Homeland : Irak année zéro (en deux parties) d’Abbas Fahdel

classement 2016 13

Ce documentaire fleuve nous montre la vie d’une famille irakienne avant puis après l’invasion de leur pays par les Américains en mars 2003. La tension monte à l’approche de la guerre, et il est étonnant d’entendre les arguments de Saddam Hussein qui, avec le recul, paraissent on ne peut plus lucides et réalistes, pointant avec beaucoup de justesse cette volonté d’imposer au Irakiens un ordre nouveau, malgré eux. Un peu plus et le réalisateur ne serait pas loin de le réhabiliter. Du reste, l’ont voit la vie quotidienne de cette famille, dont les occupations et préoccupations ne diffèrent guère de celles des Occidentaux. Montrer l’autre afin de ne pas le réduire a de vulgaires préjugés, voilà un des enjeux principaux de ce documentaire, qui nous montre très bien, dans la seconde partie, le côté boîte de Pandore de cette guerre, avec l’effondrement de l’Etat irakien.
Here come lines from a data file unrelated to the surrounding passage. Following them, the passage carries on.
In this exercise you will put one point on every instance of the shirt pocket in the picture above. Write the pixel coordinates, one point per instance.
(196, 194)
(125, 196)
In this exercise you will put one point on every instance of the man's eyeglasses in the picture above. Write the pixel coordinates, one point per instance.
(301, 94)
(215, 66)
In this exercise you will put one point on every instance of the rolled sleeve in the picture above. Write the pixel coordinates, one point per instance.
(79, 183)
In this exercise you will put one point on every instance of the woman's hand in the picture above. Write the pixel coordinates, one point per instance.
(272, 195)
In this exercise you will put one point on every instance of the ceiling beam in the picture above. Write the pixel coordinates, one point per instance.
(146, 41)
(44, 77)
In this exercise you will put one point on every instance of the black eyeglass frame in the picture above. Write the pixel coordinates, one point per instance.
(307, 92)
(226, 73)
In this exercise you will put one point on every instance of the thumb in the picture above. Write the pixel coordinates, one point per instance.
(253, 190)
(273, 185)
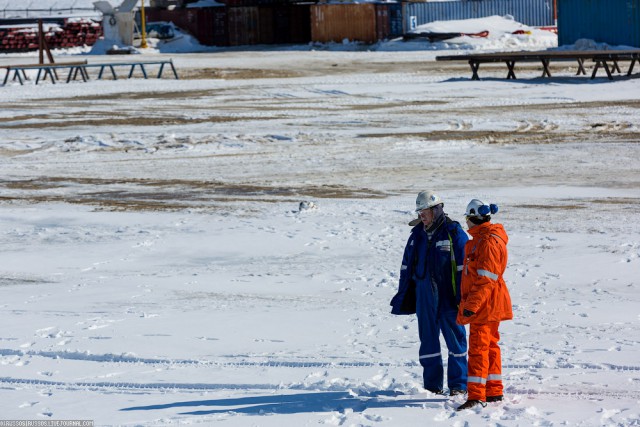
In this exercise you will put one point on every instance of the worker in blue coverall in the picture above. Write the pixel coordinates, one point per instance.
(430, 287)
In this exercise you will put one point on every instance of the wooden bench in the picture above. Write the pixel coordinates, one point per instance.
(600, 57)
(81, 69)
(20, 74)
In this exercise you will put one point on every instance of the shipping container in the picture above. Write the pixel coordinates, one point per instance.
(266, 25)
(300, 23)
(388, 20)
(337, 22)
(207, 24)
(243, 25)
(537, 13)
(605, 21)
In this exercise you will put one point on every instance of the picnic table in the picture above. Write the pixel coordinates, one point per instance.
(81, 68)
(601, 58)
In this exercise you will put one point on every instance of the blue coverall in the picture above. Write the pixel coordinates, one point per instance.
(430, 287)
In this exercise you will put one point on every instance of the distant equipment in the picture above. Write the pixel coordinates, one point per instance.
(118, 22)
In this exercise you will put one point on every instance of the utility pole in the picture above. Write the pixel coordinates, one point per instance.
(143, 42)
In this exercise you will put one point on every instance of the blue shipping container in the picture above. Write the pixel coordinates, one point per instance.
(615, 22)
(536, 13)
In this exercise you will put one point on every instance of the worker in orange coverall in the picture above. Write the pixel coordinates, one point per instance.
(485, 302)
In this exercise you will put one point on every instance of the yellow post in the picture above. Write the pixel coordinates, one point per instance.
(143, 42)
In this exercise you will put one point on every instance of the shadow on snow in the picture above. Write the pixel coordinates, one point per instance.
(339, 401)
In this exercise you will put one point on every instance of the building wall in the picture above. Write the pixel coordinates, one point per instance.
(529, 12)
(615, 22)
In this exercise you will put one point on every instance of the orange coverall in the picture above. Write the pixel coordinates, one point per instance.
(484, 292)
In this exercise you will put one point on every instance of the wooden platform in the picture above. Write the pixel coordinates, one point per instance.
(607, 60)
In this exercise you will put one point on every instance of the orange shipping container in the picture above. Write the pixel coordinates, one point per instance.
(336, 22)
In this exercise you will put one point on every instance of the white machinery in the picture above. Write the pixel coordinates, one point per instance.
(117, 23)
Les familles s’arment afin de se défendre, non pas des Américains, mais de ceux qui profitent du chaos pour voler leurs voisins ou faire progresser des convictions politico-religieuses, premiers soubresauts d’une guerre civile qui ne faisait que commencer.

Juste la fin du monde de Xavier Dolan

classement 2016 14

Un écrivain à succès joué par Gaspard Ulliel revient dans sa ville natale avec l’intention d’annoncer sa mort prochaine à sa famille, qu’il n’a pas vue depuis des années. Derrière les sourires de convenance, on sent que quelque chose s’est cassé, ils n’ont plus rien à se dire, et à cela s’ajoutent les différences sociales, l’écrivain faisant l’objet d’une présomption d’arrogance du fait de sa réussite, même s’il demeure une part d’admiration chez sa sœur, jouée par Léa Seydoux. Quant à Vincent Cassel, qui joue son frère, et bien il nous fait du Vincent Cassel, toujours énergique, taquin et cassant, la promotion sociale de son frère cadet ayant du mal à passer. Xavier Dolan, qui n’a même pas 30 ans, confirme son talent et son œuvre parvient, film après film, à une certaine maturité, gommant peu à peu les quelques défauts et lourdeurs de ses précédents films, dont l’excellent Mommy.

Les Ogres de Léa Fehner

classement 2016 22

Le titre de ce film ne pouvait pas mieux résumer cette troupe de théâtre, dont on suit les bonheurs et les malheurs. Enfant de la balle, la cinéaste n’a pas hésité à utiliser ses parents comme acteurs, afin que ceux-ci retranscrivent cette ambiance bruyante et nomade dans laquelle elle a baigné durant son enfance. Adèle Haenel vient apporter sont indéniable talent de comédienne, une des meilleures actrices du moment. Mais la surprise vient peut-être de Marc Barbé, qui joue un homme tourmenté, toujours un peu borderline. Que ce soient les joies collectives, les engueulades, les numéros joués par les personnages, tout est filmé de manière à intégrer le spectateur au sein de ce groupe, avec une musique bien entraînante contrebalançant les moments plus calmes, plus intimes, plus tristes, dans une sorte de yo-yo permanent.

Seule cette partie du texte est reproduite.